Cette abrupte décélération de l'expansion économique s'est reflétée d'abord dans les dépenses des consommateurs. La progression des dépenses de consommation n'est plus que de 1,9% de janvier à mars au lieu de 4,4% au dernier trimestre.

Face à un dollar qui s'est sensiblement apprécié et du fait d'une grève des ports sur la côte ouest qui a engorgé les livraisons, les exportations américaines ont piqué du nez, régressant de 7,2% après une hausse de 4,5% fin 2014. Les exportations de biens notamment ont accusé leur plus forte chute (-13,3%) depuis le 1er trimestre 2009 en pleine récession.

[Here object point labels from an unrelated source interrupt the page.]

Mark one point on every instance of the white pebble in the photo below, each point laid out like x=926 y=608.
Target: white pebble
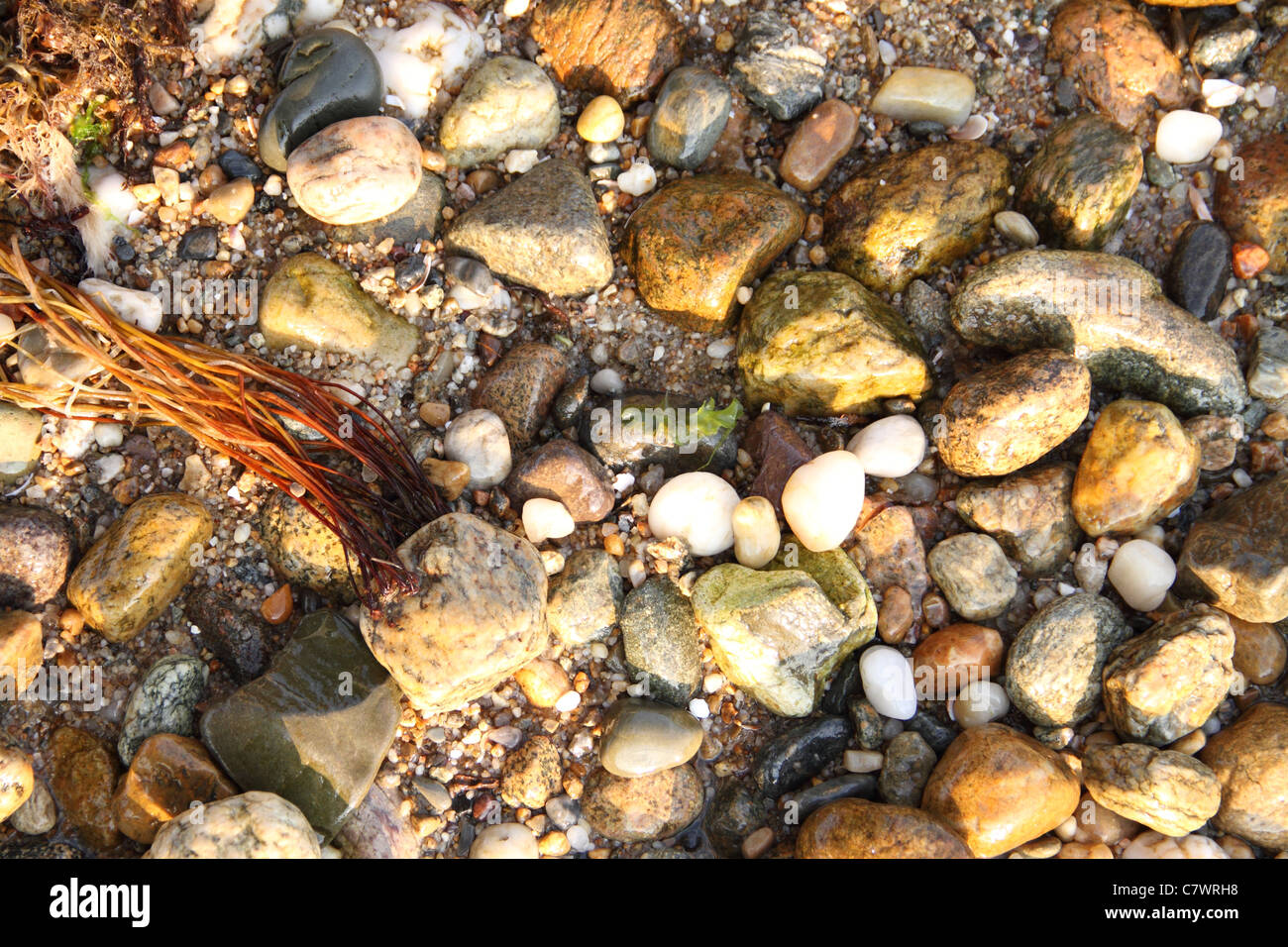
x=698 y=508
x=1186 y=138
x=638 y=179
x=1141 y=573
x=980 y=702
x=888 y=682
x=546 y=519
x=823 y=499
x=890 y=447
x=755 y=532
x=478 y=440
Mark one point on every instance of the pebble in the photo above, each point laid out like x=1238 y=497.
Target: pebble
x=688 y=118
x=755 y=531
x=1186 y=138
x=818 y=145
x=914 y=93
x=698 y=508
x=822 y=500
x=1141 y=574
x=600 y=121
x=478 y=440
x=888 y=682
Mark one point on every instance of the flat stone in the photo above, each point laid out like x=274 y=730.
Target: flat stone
x=1108 y=312
x=506 y=103
x=1080 y=184
x=136 y=569
x=905 y=215
x=694 y=244
x=999 y=789
x=317 y=305
x=541 y=230
x=820 y=344
x=1055 y=664
x=1167 y=681
x=1138 y=466
x=314 y=728
x=1235 y=554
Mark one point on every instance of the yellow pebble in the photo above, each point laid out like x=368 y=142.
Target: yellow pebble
x=601 y=120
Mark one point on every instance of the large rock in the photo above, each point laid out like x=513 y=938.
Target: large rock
x=141 y=564
x=695 y=243
x=1167 y=681
x=1109 y=313
x=909 y=214
x=1055 y=664
x=776 y=634
x=999 y=789
x=542 y=230
x=859 y=828
x=619 y=48
x=1236 y=554
x=314 y=728
x=820 y=344
x=317 y=305
x=477 y=617
x=1250 y=761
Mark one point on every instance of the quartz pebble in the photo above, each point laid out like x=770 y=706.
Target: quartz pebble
x=698 y=508
x=890 y=447
x=1186 y=138
x=1141 y=574
x=914 y=93
x=888 y=682
x=823 y=499
x=478 y=438
x=755 y=532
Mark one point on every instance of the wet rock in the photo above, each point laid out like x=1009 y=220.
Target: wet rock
x=303 y=551
x=774 y=69
x=694 y=244
x=165 y=701
x=1078 y=185
x=660 y=638
x=317 y=305
x=909 y=214
x=1235 y=554
x=35 y=551
x=690 y=115
x=649 y=806
x=314 y=728
x=1167 y=681
x=477 y=620
x=858 y=828
x=254 y=825
x=167 y=776
x=1108 y=312
x=1199 y=268
x=506 y=103
x=642 y=737
x=1167 y=791
x=1028 y=513
x=619 y=48
x=326 y=76
x=1250 y=761
x=1120 y=63
x=999 y=789
x=136 y=569
x=1138 y=466
x=542 y=230
x=585 y=598
x=1055 y=664
x=789 y=761
x=820 y=344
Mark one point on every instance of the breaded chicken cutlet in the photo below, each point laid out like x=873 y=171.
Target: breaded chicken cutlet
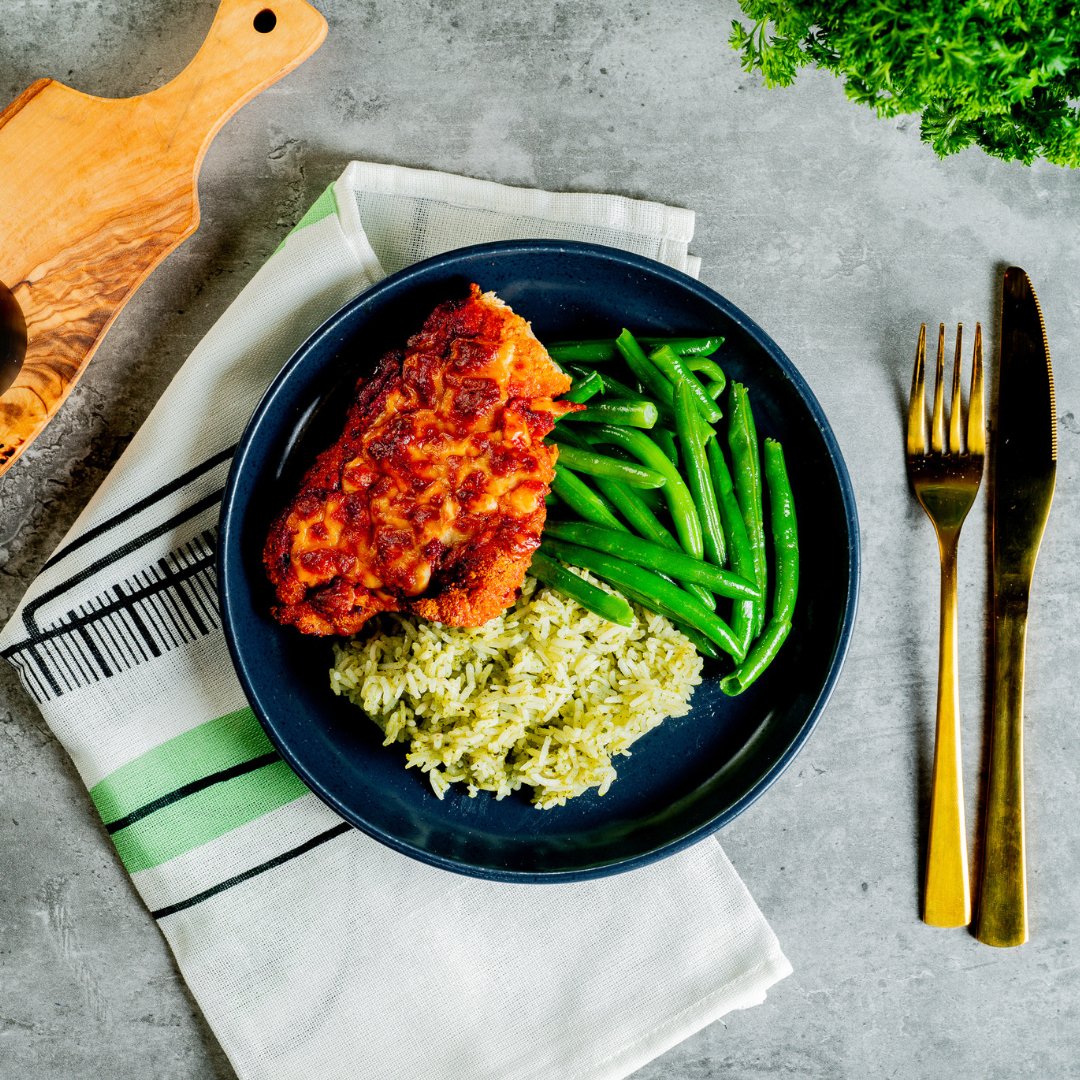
x=432 y=500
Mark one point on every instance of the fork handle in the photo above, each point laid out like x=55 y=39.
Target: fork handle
x=946 y=899
x=1002 y=893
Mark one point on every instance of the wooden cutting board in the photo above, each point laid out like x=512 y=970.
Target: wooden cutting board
x=95 y=192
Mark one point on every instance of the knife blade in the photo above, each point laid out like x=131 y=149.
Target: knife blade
x=1024 y=462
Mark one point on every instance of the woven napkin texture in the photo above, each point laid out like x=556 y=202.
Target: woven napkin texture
x=312 y=949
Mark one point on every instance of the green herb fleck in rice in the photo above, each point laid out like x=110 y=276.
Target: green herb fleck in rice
x=542 y=697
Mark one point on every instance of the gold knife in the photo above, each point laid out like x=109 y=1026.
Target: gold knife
x=1024 y=461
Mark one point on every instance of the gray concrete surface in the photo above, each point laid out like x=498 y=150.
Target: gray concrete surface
x=839 y=233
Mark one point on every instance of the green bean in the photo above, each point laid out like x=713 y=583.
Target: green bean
x=582 y=499
x=630 y=503
x=697 y=472
x=653 y=556
x=758 y=658
x=583 y=352
x=687 y=347
x=739 y=549
x=742 y=439
x=584 y=387
x=601 y=464
x=665 y=441
x=785 y=538
x=679 y=500
x=603 y=349
x=625 y=414
x=646 y=373
x=670 y=364
x=617 y=389
x=662 y=595
x=599 y=602
x=710 y=368
x=702 y=644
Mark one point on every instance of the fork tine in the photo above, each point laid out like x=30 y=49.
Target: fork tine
x=937 y=421
x=917 y=407
x=954 y=409
x=976 y=426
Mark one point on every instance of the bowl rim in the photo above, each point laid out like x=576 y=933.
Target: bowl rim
x=402 y=280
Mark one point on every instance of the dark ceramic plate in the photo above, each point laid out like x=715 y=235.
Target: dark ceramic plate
x=684 y=780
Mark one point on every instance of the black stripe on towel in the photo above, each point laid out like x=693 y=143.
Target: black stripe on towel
x=286 y=856
x=196 y=785
x=136 y=508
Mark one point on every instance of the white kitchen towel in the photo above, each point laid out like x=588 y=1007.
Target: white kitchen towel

Baisse du dollar à l'annonce de ces chiffres
Si le dollar s'est fortement apprécié depuis l'automne dernier -un euro valait encore 1,28 dollars le 18 octobre-, cette annonce l'a fait reculer sensiblement. Alors qu'un euro s'échangerait entre 1,05 et 1,09 dollar depuis le début du mois de mars, le billet vert est passé à 1,11 pour un euro ce mercredi après midi. Au plus bas depuis le 4 mars. Les investisseurs financiers anticipent manifestement un refroidissement de l'économie américaine, et donc une hausse des taux d'intérêt par la Fed beaucoup plus tardive que prévu -on parlait jusqu'à maintenant du mois de juin. La perspective de rendement des actifs à taux fixe en dollars s'éloigne donc, d'où l'attrait pour des placements dans d'autres devises.

Recul des investissements
Au premier trimestre, les investissements des entreprises sont aussi tombés dans le rouge à -3,4% alors qu'ils étaient en hausse de 4,7% au trimestre précédent. C'est le secteur des industries extractives, touché de plein fouet par l'impact de la chute des prix des hydrocarbures, qui a tiré cette baisse, a indiqué une statisticienne précisant que l'activité du secteur de l'exploration minière s'était écroulée de 48,7%.

Les investissements dans l'immobilier ont également été freinés, ne progressant plus que de 1,3% contre 3,8% au dernier trimestre 2014.

Dépenses des collectivités réduites
Sur le front des dépenses publiques, les investissements sont aussi en retrait, marquant un recul de 0,8%. Les dépenses fédérales sont restées dans le vert, progressant de 0,3% mais les dépenses au niveau des Etats et des collectivités locales sont repassées en territoire négatif (-1,5%) pour la première fois depuis l'hiver 2014.

Cette performance très décevante de la première économie mondiale au 1er trimestre intervient alors que la Réserve fédérale américaine (Fed) se réunit mercredi sur la politique monétaire.

Les taux directeurs inchangés
Le Comité monétaire de la Fed (FOMC) doit annoncer ce mercredi soir qu'il laisse ses taux directeurs inchangés proches de zéro comme ils le sont depuis la crise financière fin 2008.

Mais les marchés financiers seront attentifs à l'évaluation de l'économie donnée par le FOMC dans son communiqué, cherchant à savoir si la banque centrale attribue ce ralentissement de la croissance à des facteurs seulement temporaires et si elle attend un rebond sur le reste de l'année.

En tout état de cause, une première hausse des taux d'intérêt dès le mois de juin, comme y croyaient encore une partie des membres du FOMC lors de leur précédente réunion, semble de plus en plus improbable.

A 0,2%, le rythme de croissance de ce premier trimestre est le plus faible depuis le 1er trimestre 2014 où un hiver très rigoureux avait fait reculer le PIB de 2,1%. Avant cela, il faut remonter au 4e trimestre 2012 pour observer une croissance aussi faible (+0,1%).

Le gouvernement publie une deuxième estimation du PIB au 1er trimestre le 29 mai prochain.